Checkers

I want tell you about a summer pasttime that remains as clear and as sharp as a Kodak moment. If I had a picture of George Korasi sitting opposite me at the checkerboard, the  image would tell the story of friendship and competition. You would see a lanky boy wearing leather sandals and lederhosen with a white tee shirt. I would be wearing shorts, some kind of jersey, and sneakers. We sat on my porch with our feet on the last of seven steps above the sidewalk. George and I lived in side-by-side, 3-family houses on W. Runyon Street in Newark.

From the end of June until the day after Labor Day when the new school year began, I had to fill endless hours with something. The coolness of an early summer morning was the best time to play checkers. Most mornings had a calm, just awakened, starting to stretch kind of feel. The kids on the block slept late, but 13-year-old year George, a Hungarian refugee, was up early and always came looking for me.

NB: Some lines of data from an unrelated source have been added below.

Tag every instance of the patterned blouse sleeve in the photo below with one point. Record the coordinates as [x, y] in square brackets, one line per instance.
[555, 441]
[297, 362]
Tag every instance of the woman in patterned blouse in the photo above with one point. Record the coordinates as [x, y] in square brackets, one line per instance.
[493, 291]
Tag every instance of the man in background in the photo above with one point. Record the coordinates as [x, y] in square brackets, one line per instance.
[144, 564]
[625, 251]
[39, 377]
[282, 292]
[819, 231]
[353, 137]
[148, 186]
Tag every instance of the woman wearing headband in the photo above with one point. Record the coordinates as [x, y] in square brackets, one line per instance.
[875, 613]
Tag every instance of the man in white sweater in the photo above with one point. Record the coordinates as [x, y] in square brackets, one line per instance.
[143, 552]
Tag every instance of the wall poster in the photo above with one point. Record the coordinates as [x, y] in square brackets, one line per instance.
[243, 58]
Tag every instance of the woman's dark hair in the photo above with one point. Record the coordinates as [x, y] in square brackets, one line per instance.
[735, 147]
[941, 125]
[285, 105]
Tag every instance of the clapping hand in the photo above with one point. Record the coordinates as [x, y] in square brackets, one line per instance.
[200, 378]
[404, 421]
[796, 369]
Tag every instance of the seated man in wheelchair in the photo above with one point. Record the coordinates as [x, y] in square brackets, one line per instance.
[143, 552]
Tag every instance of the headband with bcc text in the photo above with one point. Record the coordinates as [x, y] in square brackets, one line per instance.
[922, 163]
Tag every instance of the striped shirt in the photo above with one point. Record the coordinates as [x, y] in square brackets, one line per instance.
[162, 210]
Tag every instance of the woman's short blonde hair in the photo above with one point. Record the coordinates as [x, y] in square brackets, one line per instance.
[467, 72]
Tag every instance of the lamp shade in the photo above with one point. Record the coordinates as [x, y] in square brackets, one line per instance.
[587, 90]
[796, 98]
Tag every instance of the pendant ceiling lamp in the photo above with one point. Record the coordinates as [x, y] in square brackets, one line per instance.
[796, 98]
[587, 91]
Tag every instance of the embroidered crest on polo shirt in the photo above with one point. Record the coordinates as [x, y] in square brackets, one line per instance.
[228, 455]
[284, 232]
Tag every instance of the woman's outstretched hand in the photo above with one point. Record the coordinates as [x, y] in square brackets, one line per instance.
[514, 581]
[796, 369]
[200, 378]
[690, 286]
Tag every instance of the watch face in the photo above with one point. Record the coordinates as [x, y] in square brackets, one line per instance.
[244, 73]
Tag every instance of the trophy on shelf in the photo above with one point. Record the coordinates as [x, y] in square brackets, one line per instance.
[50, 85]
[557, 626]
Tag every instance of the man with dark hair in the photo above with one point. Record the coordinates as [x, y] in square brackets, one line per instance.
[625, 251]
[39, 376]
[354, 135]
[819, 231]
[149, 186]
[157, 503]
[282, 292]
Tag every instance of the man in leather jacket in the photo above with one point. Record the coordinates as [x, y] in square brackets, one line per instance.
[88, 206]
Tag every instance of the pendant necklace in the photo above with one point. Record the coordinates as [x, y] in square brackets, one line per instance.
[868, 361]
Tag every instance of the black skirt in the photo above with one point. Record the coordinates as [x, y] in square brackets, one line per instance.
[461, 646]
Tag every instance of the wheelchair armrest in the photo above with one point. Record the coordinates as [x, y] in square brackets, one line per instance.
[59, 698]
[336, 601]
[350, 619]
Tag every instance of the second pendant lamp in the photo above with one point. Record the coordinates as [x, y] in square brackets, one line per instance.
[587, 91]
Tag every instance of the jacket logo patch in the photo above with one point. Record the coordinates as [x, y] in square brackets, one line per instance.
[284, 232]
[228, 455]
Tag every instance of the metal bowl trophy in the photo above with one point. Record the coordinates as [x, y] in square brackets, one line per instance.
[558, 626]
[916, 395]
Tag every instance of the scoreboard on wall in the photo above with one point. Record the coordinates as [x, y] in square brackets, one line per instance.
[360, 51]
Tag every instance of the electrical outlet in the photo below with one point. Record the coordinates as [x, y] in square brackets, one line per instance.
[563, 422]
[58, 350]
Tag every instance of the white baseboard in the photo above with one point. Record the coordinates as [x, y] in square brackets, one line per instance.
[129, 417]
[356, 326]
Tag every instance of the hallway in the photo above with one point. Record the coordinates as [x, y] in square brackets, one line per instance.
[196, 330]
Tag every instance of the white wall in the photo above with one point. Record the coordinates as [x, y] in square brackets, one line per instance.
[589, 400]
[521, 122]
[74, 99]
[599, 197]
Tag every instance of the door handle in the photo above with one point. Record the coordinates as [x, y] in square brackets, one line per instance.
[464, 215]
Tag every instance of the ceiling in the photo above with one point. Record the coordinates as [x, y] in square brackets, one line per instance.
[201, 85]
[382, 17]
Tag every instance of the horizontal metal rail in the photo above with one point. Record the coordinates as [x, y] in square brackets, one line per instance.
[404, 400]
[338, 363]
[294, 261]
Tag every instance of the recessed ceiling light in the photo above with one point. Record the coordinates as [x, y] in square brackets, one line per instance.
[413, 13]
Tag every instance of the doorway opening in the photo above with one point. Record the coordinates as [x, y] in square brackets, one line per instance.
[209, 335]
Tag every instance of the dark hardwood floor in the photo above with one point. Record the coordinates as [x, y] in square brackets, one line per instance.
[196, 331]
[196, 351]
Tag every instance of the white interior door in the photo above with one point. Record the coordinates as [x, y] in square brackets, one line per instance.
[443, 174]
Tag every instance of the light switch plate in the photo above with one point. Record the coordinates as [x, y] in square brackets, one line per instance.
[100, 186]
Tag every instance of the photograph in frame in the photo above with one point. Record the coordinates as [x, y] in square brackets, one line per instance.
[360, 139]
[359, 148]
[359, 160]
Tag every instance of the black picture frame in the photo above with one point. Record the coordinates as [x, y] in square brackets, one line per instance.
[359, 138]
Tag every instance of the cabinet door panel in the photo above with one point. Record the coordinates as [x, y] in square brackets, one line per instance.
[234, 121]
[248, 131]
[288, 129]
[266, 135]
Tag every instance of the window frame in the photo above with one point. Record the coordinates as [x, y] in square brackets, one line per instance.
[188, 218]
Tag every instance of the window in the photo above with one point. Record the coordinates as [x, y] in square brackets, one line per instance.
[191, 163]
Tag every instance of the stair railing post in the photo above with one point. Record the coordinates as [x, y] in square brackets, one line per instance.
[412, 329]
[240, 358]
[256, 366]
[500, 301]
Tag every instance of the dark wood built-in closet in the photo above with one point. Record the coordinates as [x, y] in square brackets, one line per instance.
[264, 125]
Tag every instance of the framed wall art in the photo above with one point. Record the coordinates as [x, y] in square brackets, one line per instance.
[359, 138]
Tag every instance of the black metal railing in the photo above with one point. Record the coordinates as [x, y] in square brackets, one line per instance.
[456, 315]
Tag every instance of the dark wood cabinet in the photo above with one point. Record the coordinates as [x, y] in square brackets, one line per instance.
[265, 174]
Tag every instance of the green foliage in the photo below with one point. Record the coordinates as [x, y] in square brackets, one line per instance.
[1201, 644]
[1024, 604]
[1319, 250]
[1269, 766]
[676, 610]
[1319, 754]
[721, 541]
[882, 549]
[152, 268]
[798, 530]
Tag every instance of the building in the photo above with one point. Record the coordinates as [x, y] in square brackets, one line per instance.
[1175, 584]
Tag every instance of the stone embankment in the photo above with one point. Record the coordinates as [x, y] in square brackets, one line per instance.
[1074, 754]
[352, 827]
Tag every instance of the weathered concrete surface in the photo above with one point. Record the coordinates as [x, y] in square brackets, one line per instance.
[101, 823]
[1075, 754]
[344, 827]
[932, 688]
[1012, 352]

I heard George open the door in the back and start down the narrow, one-car wide driveway that separated our houses. His boney legs lurched side to side. His arms stretched out like airplane wings trying to balance a body ready to crash. He exhaled a gurgle of happiness when he reached the sidewalk.

   — Hi, Georgie. I have the checkers and the board. You ready to play?

I yelled down from the space we called a porch. My mother had a wooden Adironack chair in the corner aside from the vestibule doors. The space wasn’t a real porch, not like my grandmother’s in Scranton with a long railing, a gilder, and a pull-down awning that kept out the sun. We called it a porch anyway and just pretended.

George gripped the bannister with his left hand and lifted one leg at a time over the concrete slab cemented into the sidewalk. The next six steps took a while, and I’ll not ask for a Kodak snapshot of the struggle. George was born with cerebral palsy and a joyful spirit. He kept his eyes on me waiting at the top. One foot dropped on to the first step, and he torqued his body upward a step at a time. As he climbed, he laughed a honking sound. He grinned when he reached the top step and saliva slipped from both sides of his mouth. High off the ground, George folded his legs as if he were a giraffe and dropped on to the landing.

Every checkers morning, George climbed those steps, and I waited for him to reach the checkerboard. As he climbed what seemed to be Everest in Newark, I wondered. I wondered if George was unhappy with his body. Did he know why Peter, his brother, had a regular one? How did George ask questions without using words?  I understood his sounds, but we were only playing checkers. When he dreamed, did he have legs that ran with a horse’s gait? Did he want to kiss a girl? I did not know, I only wondered.

     — Your move, Georgie, and I’m gonna beat you this time.

George let out a laugh and extended the shakey pointer finger of his right hand. He moved a black checker diagonally to an empty space.